The case against voice interactions
When humans are talking, we are using a lot more than just voice to get a message across — facial expressions, posture, gestures, drawings, references to a shared context in the past or present.
All of these non-verbal communications supporting speech and making conversations efficient. Given one have a way to establish context a short noise can carry a lot of information. In our culture, we enjoy these moments when a short sentence with a gesture suddenly able to communicate a more in-depth story than a page of text. As humans, we enjoy others who are getting us and cherish them.
We will love computers that can do the same.
Pure voice interactions
A computer with a voice only interface is severely limited and probably never be a good personal assistant. A voice converted to text, stripped out of any emotions, lacking context is not a good communication tool.
Interaction this way leads to mental overload, when a human had no choice but be verbose and keep in mind the context for a machine.
What worse it makes users feel like a voice interface is slow. Or that a computer is not very capable. Both are not true. The “pure” voice interface is just not the way humans and computers, or anyone really, should interact.
Voice interactions in a context
The rich context is already available to a computer. It knows what user is working on (mine knows I am working on this article) and exactly where is user focus is (the cursor was at “focus” word when I was typing it).
So why not use the rich context available to be helpful in responding to a short voice command?

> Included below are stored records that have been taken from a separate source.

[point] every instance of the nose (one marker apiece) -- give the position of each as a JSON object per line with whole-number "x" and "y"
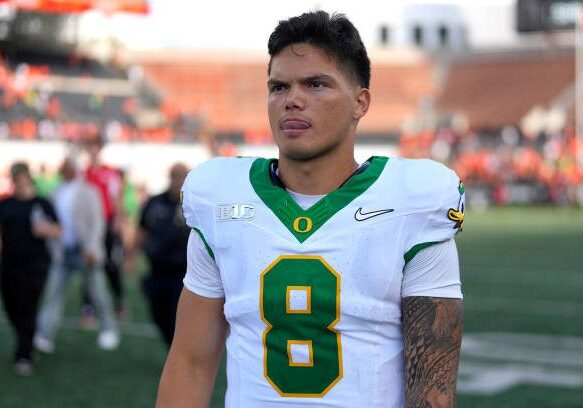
{"x": 295, "y": 99}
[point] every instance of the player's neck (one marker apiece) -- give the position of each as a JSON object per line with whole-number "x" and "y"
{"x": 315, "y": 177}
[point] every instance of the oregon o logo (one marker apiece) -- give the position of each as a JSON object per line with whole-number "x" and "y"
{"x": 303, "y": 224}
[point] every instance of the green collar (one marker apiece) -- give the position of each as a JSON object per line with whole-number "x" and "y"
{"x": 303, "y": 223}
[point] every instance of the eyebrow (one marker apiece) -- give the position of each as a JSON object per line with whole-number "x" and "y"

Why not give user simple ability to say —”Define” while cursor on a word to check its definition? Or —“Suggest synonym”? Or — “Capitalize”?
Or—”Reply” when I am looking at a chat notification on my phone or a watch?
Why are we keeping the rich context out of the conversations with our computers?
Convergence
In my other two short articles — Just say it and The case for the voice interactions — I am arguing that technology is ready and that Apple and Microsoft both positioned perfectly well to make our interactions with the computers significantly more natural and personal.
Maybe re-invention of contextual voice interactions is the next logical step in the evolution of human-computer interactions.